Online safety and the regulation of large platforms and social media are topics that have competed with Covid-19 for top headlines in the last 2 years. A Draft Online Safety Bill was published in May 2021 and a Joint Committee convened shortly after to propose improvements including an inquiry with hearings from various different stakeholders.
On 14 December 2021, the Committee published its recommendations. Below we outline what the key recommendations are and what this means in terms of next steps.
What is the Online Safety Bill?
The Bill is the UK’s equivalent of the EU’s Digital Services Act proposals that are also still being debated and finalised. In short, the Bill seeks to impose new responsibilities on online user to user (essentially covering services with user generated content and user interactions) and search services. It proposes a new regulatory regime with oversight by Ofcom and, controversially, it had called for service providers to take more steps to protect users against illegal content but also legal but harmful content.
What Does the Report Propose?
Key recommendations of the Report are as follows:
- That the Bill should be clearer at the outset in its objectives. The rather provocative title of the Report - ‘No longer the land of the lawless’, leaves little room for interpretation as to how it thinks those should be framed.
- The Bill should be wider in the areas of harm it covers generally. Coming as no surprise to those following the lobbying and inquiry hearing proceedings, this means areas such as scams and fraud including in paid for adverts are specifically recommended to be covered. The Report also introduces is the concept of “reasonably forseeable harm”. Many lawyers already felt uncomfortable with the inclusion of “harm” and duties of care but the additional of terms such as reasonably foreseeable – well known law school debating fodder - is unlikely to be welcomed. “Reasonably foreseeable harms” should be covered by service providers in their risk assessments, the Report recommends.
- Further on the topic of ‘harm’, it proposes that the legislation should cover “content and activity” and algorithms and move away from a focus on moderation of content to wider considerations in respect of the design of online platforms. This is a big shift.
- Ofcom should have more powers in terms of investigations, audits and fines and should create mandatory codes of practice.
- New governance requirements should be included such as the need to have an online safety policy and appoint a ‘Safety Controller’ at board or reporting to board level.
- There is an acknowledgement that what is illegal online does have to be absolutely clear. The report proposes in line with Law Commission recommendations that new criminal offences should be added including for cyberflashing (indecent images) and flashing images in the context of having an intention to induce a seizure as well as the promotion of self-harm.
- The issue of keeping children away from online porn emerges again with the recommendation that sites should prevent children from accessing them even if the sites don’t include user to user content. Readers will remember that this is an issue that was always expected to return in the Online Safety Bill, porn age verification block legislation having been dropped previously at the eleventh hour back in 2019.
- The Report rightly recognises that further protections for freedom of expression are needed.
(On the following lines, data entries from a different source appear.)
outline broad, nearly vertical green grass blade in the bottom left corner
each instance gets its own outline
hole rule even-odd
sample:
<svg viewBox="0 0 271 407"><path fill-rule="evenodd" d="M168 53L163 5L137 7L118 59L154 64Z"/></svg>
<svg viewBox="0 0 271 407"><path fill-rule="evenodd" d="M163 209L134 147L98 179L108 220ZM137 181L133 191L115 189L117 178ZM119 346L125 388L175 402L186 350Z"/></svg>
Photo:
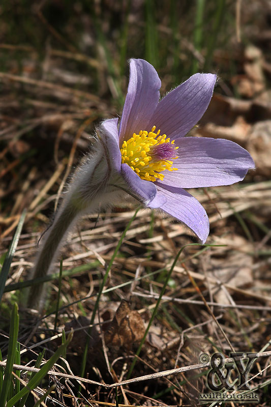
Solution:
<svg viewBox="0 0 271 407"><path fill-rule="evenodd" d="M11 313L8 357L7 357L7 364L6 364L6 368L5 368L4 382L3 382L2 391L1 391L1 395L0 395L0 405L3 405L3 406L6 405L7 397L8 397L11 386L13 388L12 368L13 368L16 350L17 350L18 331L19 331L19 314L18 314L18 305L15 303L13 306L13 309L12 309L12 313Z"/></svg>

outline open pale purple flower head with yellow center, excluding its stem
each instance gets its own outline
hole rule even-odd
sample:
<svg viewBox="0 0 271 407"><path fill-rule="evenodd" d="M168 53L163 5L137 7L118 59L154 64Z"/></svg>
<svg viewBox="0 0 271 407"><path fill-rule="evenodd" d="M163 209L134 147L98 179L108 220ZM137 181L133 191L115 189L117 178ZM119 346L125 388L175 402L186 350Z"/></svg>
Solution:
<svg viewBox="0 0 271 407"><path fill-rule="evenodd" d="M185 137L208 107L215 83L216 75L197 73L159 100L154 67L131 60L119 127L118 119L110 119L98 130L121 188L185 223L202 243L208 217L184 188L230 185L254 168L250 154L232 141Z"/></svg>

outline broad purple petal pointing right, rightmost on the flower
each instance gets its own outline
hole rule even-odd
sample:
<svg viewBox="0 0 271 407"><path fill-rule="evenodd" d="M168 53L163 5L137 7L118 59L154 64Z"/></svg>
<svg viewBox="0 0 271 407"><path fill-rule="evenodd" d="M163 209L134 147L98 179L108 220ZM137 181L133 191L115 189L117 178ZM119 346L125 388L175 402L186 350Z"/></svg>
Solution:
<svg viewBox="0 0 271 407"><path fill-rule="evenodd" d="M255 168L247 150L230 140L183 137L175 141L177 171L164 171L162 184L180 188L216 187L242 181Z"/></svg>

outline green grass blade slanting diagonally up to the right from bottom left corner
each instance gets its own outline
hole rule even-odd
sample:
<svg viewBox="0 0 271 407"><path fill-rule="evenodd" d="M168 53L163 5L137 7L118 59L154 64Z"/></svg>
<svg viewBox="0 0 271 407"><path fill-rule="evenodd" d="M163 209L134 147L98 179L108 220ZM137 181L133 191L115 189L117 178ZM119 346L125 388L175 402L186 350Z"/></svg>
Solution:
<svg viewBox="0 0 271 407"><path fill-rule="evenodd" d="M40 384L43 377L46 376L46 374L56 363L58 358L63 354L64 350L66 349L68 344L71 342L72 337L73 337L73 334L70 333L66 342L63 345L58 347L57 351L53 354L53 356L51 356L51 358L45 363L45 365L42 366L40 371L38 373L36 373L35 376L32 377L31 380L29 380L27 387L24 387L19 393L15 394L15 396L12 397L12 399L10 399L7 402L7 407L13 407L13 405L17 401L19 401L21 397L24 397L26 394L29 393L29 391L34 390ZM0 405L5 405L5 404L0 403Z"/></svg>

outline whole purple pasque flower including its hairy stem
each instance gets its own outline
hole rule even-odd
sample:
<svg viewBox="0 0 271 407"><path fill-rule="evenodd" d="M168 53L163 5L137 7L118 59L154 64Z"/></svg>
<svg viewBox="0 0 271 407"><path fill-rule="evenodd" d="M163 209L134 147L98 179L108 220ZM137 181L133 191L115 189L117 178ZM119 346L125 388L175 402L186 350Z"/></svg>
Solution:
<svg viewBox="0 0 271 407"><path fill-rule="evenodd" d="M124 192L145 207L162 209L206 241L206 212L184 188L233 184L254 168L250 154L232 141L185 137L205 112L215 83L216 75L198 73L160 100L161 81L154 67L130 61L121 121L105 120L98 127L93 152L75 171L46 234L34 278L49 273L78 217L111 205ZM40 302L41 292L41 285L32 287L29 306Z"/></svg>

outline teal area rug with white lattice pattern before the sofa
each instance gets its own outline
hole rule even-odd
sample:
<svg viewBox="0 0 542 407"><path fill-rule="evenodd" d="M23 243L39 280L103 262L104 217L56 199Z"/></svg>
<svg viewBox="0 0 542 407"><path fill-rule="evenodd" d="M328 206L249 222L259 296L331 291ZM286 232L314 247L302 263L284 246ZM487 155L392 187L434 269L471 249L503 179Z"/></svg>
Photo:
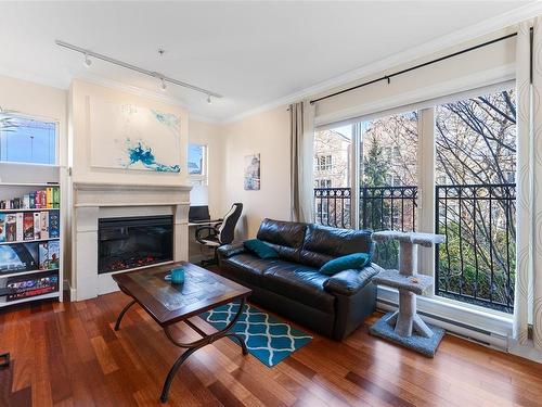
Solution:
<svg viewBox="0 0 542 407"><path fill-rule="evenodd" d="M233 319L238 306L222 305L199 317L220 330ZM268 367L275 366L312 341L312 336L307 333L248 304L232 332L241 335L248 352Z"/></svg>

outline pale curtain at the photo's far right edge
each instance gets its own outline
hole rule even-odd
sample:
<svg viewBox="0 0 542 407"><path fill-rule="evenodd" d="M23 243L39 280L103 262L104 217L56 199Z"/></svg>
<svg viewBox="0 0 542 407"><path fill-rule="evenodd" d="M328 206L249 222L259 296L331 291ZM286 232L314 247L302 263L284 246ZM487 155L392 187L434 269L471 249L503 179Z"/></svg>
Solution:
<svg viewBox="0 0 542 407"><path fill-rule="evenodd" d="M514 340L542 351L542 18L519 26L516 46L517 232ZM532 56L532 58L531 58ZM531 66L532 61L532 66ZM529 339L532 323L532 342Z"/></svg>

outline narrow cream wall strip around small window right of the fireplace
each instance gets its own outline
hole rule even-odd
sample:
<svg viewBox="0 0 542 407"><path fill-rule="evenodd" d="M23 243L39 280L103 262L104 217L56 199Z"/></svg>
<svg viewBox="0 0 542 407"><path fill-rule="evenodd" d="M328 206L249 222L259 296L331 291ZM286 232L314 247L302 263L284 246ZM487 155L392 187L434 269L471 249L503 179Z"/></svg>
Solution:
<svg viewBox="0 0 542 407"><path fill-rule="evenodd" d="M192 205L209 205L211 218L222 217L222 174L224 169L224 143L220 126L189 120L189 142L207 145L208 183L194 186L190 192Z"/></svg>

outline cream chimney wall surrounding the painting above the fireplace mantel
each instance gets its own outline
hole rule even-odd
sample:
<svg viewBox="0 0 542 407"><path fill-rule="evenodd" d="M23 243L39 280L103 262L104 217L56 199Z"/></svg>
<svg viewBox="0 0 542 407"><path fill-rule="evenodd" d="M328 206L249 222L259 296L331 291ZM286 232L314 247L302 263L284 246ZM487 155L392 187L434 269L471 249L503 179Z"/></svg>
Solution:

It proposes an automatic exemption for recognized news publishers. One wonders how concepts of the protection of journalism here will play out in the context of the rise of citizen journalism, a phenomena that is expressly recognised in the ICO’s draft journalism code and journalistic exemption for example.
What Happens Next?
The Government must respond to the Committee’s report within 2 months. An updated Bill will then be presented to Parliament for further examination and final approval in 2022. With some far-reaching new recommendations, we anticipate a lot of further debate in the new year.